La prima questione riguarda Tim Brasil, operatore nel settore delle comunicazioni mobili. Il mercato sudamericano è promettente e garantisce interessanti ritorni, con la controllata carioca a fare la sua discreta parte. Suo diretto concorrente è però l’operatore Vivo, controllato quest’ultimo da Telefonica. Il Cade, l’organismo di Brasilia deputato alla vigilanza sulla concorrenza, ha già sanzionato il gruppo spagnolo per l’incremento della propria quota in Telco, il veicolo attraverso il quale si esprime la maggioranza relativa di Telecom Italia. Non è escluso che l’antitrust brasiliano possa addirittura arrivare a chiedere lo spezzatino di Tim Brasil, con vantaggi consistenti per gli spagnoli che vedrebbero eliminato d’imperio un diretto concorrente.
La seconda partita si gioca invece in “casa”, con la convocazione per venerdì prossimo dell’assemblea dei soci chiamata ad esprimersi sulla revoca del consiglio di amministrazione. Il domino è partito dalla richiesta di Marco Fossati, fu patron della Star e attualmente azionista con una quota del 5%, che contesta la gestione degli ultimi anni con il titolo che ha perso il 75% del suo valore fino ai minimi odierni.
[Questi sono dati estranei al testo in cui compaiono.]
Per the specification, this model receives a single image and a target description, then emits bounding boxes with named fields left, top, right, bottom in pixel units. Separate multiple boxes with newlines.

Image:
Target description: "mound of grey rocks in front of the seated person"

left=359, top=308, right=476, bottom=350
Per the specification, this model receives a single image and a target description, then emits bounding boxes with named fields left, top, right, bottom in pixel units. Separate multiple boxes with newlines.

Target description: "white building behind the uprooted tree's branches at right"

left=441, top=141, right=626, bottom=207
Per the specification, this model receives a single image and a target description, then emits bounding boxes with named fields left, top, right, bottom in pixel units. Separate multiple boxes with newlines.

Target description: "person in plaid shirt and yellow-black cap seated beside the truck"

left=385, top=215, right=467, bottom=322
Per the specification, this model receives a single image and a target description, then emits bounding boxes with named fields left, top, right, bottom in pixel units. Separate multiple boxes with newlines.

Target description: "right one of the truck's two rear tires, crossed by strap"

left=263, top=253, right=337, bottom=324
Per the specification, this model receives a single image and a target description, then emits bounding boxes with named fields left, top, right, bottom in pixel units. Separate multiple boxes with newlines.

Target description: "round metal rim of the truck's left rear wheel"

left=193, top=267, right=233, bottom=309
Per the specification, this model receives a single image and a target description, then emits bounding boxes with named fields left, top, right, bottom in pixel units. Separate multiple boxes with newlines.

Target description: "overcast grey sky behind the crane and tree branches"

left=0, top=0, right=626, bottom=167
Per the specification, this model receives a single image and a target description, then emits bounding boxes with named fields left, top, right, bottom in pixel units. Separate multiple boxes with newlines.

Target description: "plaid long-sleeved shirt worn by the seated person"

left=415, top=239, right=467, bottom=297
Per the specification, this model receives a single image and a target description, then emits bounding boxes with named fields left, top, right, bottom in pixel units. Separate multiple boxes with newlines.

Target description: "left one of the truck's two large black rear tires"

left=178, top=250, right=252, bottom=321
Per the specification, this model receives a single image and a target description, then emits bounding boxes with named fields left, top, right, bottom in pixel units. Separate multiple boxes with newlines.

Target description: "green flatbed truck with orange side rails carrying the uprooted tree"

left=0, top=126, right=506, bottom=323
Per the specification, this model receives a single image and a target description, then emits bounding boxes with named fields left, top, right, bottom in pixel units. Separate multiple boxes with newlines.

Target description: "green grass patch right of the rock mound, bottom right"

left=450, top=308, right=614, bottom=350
Investitori istituzionali che detengono quote più o meno consistenti del pacchetto azionario della società sembrano orientati ad un voto favorevole, non fosse che si è aperto un contenzioso sulla posizione di Blackrock. Il fondo americano ha infatti, a quel che risulta dalle comunicazioni alla Sec (l’ente di controllo sui mercati borsistici a stelle e strisce), pressoché raddoppiato la propria partecipazione dal 5% al 10% circa. Fin qui nulla di straordinario, non fosse che la normativa italiana impone precisi obblighi informativi nei confronti della Consob qualora si superi la soglia del 5%. Stando alle parole del presidente della commissione Giuseppe Vegas tale informazione non è stata comunicata, rendendo così plausibile la possibilità che il fondo si veda impedito il diritto di voto per la quota eccedente la soglia-limite. Piccata la reazione di Vegas: «Si pone una questione di manipolazione informativa: il mercato italiano è stato privato di una informazione rilevantissima. Non siamo una colonia».
Forse più un auspicio che una realtà, dato che dopo l’uscita dei soci italiani di riferimento il futuro dell’ex monopolista delle telecomunicazioni va inesorabilmente a giocarsi all’estero. E di fronte alla cessione inusitata dell’ennesimo asset strategico, non c’è golden power che tenga.